A prova de que sepultaram Vandré em vida se compreende com a indesculpável falha da Rede Globo permitindo que se destruísse o vídeo com as imagens do Maracanãzinho lotado em 1968 com Vandré cantando “Caminhando”, tudo para agradar aos milicos. Prestem atenção que na entrevista abaixo ele cobra isso do inquiridor global. As únicas imagens de Geraldo Vandré ao vivo estão aqui, quando ele canta “Aroeira” em companhia do Trio Marayá e do Quarteto Novo. A gravação é de 1967.




Agora assistam a entrevista completa com o que sobrou do grande artista Geraldo Vandré. Ela é deprimente em alguns momentos, porém bastante elucidativa em outros! Vejam que na abertura do programa, o locutor oficial disse que seria decifrado o enigma Geraldo Vandré. Não foi isso o que aconteceu. A entrevista confundiu mais do que esclareceu. Cotejada com outros fatos omissos, ela ganha uma importância fundamental para que se assimile por completo a figura humana do Geraldo Vandré que chegou aos dias atuais. Concordo com ele em certos pontos: o Brasil de hoje não tem mais cultura para curtir as suas músicas. 
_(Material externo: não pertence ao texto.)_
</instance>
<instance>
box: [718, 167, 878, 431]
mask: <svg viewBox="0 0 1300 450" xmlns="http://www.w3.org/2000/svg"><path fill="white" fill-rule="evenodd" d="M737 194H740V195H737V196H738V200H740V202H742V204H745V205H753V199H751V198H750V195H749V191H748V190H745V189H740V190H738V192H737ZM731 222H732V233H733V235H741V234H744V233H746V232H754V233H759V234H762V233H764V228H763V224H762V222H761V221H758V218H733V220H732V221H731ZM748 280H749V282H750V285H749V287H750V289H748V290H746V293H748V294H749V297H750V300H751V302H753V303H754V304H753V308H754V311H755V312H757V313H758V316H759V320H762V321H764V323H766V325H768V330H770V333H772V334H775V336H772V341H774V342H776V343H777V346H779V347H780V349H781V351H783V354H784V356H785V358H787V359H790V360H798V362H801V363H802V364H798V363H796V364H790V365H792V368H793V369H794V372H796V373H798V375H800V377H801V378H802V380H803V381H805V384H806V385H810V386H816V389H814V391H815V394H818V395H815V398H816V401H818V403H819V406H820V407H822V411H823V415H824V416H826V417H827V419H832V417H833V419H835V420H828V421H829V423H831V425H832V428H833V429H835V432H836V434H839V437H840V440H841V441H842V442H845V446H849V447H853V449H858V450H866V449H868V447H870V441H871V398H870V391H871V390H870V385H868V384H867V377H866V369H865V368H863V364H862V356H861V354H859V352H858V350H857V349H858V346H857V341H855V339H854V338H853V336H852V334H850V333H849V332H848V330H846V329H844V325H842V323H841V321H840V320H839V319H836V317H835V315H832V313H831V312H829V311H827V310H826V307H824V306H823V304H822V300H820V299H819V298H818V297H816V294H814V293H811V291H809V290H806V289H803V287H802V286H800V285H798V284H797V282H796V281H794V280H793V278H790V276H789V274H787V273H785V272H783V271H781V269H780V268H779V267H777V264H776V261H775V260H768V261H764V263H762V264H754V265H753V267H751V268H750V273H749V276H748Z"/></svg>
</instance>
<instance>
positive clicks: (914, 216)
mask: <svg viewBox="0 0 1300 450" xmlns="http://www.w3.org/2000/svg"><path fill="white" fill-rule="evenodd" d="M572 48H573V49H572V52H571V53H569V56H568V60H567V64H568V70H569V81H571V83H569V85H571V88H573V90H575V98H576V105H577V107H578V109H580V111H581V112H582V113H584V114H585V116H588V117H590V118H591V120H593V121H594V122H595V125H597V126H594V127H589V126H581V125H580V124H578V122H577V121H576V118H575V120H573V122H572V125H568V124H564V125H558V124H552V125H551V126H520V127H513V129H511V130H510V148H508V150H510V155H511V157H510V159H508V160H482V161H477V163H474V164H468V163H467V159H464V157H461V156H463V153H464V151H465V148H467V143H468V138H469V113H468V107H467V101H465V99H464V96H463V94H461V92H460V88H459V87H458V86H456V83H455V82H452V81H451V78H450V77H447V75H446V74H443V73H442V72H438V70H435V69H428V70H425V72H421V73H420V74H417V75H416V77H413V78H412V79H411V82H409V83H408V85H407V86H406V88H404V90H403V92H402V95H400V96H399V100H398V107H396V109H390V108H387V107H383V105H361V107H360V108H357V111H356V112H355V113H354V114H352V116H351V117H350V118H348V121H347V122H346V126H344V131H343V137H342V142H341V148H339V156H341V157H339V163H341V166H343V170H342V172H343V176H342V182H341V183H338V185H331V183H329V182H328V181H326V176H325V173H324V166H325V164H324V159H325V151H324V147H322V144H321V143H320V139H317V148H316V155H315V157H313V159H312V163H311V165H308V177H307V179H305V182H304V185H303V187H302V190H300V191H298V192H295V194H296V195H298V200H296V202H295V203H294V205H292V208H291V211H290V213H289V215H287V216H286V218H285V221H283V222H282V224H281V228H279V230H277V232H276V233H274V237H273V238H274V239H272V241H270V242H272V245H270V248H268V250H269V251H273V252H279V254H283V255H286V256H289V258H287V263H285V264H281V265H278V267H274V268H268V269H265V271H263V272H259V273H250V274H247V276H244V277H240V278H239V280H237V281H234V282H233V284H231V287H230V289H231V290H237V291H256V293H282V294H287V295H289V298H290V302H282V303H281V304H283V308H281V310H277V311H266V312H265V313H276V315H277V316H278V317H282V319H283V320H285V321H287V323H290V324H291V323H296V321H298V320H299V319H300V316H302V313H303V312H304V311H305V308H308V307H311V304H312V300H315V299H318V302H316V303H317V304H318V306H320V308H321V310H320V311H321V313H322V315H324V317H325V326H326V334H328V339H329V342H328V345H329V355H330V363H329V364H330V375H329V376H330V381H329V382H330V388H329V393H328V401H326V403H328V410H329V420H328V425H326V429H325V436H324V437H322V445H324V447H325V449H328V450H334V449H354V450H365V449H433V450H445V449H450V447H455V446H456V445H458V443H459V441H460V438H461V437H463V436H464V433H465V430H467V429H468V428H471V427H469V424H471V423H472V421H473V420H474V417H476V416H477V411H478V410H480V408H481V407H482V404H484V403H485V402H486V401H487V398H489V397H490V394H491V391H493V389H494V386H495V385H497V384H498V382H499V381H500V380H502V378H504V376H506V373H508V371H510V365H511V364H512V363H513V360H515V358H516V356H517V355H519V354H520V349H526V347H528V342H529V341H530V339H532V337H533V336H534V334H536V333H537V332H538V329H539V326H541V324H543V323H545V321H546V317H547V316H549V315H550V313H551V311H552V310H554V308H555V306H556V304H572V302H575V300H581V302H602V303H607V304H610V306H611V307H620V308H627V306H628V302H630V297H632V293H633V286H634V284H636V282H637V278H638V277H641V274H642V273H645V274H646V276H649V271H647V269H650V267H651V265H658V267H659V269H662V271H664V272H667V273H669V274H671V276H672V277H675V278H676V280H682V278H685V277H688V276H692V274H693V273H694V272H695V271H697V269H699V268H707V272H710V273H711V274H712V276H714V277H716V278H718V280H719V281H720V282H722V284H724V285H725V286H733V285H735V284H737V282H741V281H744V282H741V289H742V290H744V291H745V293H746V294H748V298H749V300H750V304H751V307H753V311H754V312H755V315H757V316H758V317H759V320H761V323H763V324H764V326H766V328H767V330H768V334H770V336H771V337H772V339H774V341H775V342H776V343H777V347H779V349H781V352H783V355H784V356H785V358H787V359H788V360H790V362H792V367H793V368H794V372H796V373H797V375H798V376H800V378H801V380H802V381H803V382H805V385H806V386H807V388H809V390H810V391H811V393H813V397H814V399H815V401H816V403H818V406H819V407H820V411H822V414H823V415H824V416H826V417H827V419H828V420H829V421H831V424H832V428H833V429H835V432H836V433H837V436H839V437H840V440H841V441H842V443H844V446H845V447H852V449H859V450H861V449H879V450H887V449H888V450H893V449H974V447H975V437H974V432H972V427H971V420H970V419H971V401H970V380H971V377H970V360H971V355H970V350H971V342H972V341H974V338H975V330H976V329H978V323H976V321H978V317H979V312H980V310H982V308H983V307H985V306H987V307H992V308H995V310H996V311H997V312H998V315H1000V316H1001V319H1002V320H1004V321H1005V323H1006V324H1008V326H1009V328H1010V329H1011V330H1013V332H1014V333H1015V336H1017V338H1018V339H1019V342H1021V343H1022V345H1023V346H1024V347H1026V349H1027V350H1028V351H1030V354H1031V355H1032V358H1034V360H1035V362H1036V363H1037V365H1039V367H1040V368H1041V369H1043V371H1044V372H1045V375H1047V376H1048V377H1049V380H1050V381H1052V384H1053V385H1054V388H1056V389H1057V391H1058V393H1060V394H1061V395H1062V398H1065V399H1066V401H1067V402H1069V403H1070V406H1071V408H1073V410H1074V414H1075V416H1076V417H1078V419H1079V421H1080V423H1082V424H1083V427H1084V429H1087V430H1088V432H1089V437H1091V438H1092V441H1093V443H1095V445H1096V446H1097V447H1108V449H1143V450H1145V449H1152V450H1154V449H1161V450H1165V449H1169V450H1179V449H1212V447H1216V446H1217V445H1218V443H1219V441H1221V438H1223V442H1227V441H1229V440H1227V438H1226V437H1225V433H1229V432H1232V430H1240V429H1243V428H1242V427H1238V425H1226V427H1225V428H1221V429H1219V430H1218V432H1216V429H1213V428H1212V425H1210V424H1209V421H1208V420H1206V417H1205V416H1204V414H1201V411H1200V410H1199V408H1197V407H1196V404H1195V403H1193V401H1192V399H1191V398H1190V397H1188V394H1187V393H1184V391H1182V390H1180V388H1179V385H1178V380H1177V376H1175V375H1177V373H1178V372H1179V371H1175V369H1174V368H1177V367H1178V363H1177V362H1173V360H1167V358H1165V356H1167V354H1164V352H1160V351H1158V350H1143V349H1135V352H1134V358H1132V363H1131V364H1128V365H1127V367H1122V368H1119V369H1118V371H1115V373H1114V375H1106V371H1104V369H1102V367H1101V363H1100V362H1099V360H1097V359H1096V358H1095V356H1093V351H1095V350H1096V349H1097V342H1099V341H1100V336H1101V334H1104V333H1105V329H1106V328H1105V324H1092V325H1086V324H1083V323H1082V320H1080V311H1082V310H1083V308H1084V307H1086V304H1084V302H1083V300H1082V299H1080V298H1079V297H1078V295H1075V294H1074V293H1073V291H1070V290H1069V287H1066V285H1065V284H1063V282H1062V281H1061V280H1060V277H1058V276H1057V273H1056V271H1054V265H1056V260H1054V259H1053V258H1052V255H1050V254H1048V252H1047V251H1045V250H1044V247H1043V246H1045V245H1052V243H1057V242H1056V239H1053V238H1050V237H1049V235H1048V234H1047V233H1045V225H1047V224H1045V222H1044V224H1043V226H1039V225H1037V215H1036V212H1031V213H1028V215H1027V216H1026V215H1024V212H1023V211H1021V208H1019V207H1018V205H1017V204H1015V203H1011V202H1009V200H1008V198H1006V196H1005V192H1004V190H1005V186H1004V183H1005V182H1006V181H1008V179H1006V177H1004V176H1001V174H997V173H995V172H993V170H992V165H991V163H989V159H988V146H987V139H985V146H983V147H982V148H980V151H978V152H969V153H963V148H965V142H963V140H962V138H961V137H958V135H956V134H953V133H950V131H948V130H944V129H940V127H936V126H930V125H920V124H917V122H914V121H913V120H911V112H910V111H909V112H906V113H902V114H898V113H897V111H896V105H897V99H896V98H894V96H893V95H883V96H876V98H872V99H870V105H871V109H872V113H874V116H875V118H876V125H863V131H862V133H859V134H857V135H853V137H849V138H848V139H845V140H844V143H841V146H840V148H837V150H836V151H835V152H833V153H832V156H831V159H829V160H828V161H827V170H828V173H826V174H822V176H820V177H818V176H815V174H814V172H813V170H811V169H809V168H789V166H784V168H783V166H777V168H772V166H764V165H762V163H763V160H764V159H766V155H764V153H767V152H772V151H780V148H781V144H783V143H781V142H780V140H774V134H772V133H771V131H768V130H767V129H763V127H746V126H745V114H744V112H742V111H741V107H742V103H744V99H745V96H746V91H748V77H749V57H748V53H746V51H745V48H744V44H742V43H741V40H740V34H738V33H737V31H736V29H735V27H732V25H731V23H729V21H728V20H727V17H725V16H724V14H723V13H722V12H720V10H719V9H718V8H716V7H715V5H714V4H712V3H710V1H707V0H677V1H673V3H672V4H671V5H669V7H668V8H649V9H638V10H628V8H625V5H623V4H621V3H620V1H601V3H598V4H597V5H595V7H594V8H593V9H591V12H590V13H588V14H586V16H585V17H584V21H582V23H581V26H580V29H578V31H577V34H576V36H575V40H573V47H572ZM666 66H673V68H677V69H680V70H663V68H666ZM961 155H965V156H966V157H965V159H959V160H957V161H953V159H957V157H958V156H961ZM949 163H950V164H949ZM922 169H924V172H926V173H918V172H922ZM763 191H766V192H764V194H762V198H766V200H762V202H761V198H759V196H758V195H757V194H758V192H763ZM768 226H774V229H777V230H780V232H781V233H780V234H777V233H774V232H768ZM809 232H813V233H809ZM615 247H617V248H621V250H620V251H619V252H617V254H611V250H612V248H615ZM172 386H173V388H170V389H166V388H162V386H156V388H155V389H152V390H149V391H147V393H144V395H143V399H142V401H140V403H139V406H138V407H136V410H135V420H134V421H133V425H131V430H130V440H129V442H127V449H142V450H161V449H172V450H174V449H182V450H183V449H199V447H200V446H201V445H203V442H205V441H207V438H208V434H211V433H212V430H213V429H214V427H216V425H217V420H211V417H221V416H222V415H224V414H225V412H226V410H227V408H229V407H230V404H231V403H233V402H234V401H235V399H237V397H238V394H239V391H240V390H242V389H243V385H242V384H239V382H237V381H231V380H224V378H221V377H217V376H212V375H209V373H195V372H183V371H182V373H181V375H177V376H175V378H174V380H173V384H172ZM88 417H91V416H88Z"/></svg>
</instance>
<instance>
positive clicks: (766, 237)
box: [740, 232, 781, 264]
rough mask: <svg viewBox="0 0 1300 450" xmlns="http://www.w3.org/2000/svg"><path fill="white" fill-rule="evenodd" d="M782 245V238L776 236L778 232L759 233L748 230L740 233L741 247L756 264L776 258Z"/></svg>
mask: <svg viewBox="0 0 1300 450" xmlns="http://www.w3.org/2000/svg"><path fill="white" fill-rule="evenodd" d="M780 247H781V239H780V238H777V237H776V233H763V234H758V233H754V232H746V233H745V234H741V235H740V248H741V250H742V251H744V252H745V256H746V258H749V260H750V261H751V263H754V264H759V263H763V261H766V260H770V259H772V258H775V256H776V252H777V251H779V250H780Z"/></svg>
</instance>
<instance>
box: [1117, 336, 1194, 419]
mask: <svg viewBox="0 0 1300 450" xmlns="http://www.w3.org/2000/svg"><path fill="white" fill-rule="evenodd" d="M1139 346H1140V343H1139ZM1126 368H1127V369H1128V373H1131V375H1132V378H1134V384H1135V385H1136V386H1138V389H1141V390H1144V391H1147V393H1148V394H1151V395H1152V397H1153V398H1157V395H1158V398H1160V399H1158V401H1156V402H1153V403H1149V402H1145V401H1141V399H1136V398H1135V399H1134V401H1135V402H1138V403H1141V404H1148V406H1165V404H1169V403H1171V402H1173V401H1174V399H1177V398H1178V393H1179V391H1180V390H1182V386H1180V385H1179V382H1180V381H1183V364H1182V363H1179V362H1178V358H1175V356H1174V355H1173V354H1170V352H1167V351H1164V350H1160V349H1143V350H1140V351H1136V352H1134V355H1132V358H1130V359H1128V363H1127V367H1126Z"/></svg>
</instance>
Geraldo Pedrosa de Araújo Dias nasceu em João Pessoa/PB em 12 de Setembro de 1935 e já demonstrava forte inclinação musical quando fez o curso ginasial num colégio interno em Nazaré da Mata/PE. O nome Vandré é a abreviatura de Vandregésilo, que é como se chamava seu pai, médico e tido por comunista. O escritor e crítico musical Ricardo Anísio, seu conterrâneo, é quem cuidará da sua biografia autorizada. Acho que terá um trabalho imenso para mostrar ao Brasil que o verdadeiro cantor/compositor não é esse que foi entrevistado por Geneton Moraes Neto, famoso jornalista pernambucano. Quem falou ali foi Geraldo Pedrosa. Geraldo Vandré continua no exílio conforme ele próprio declarou.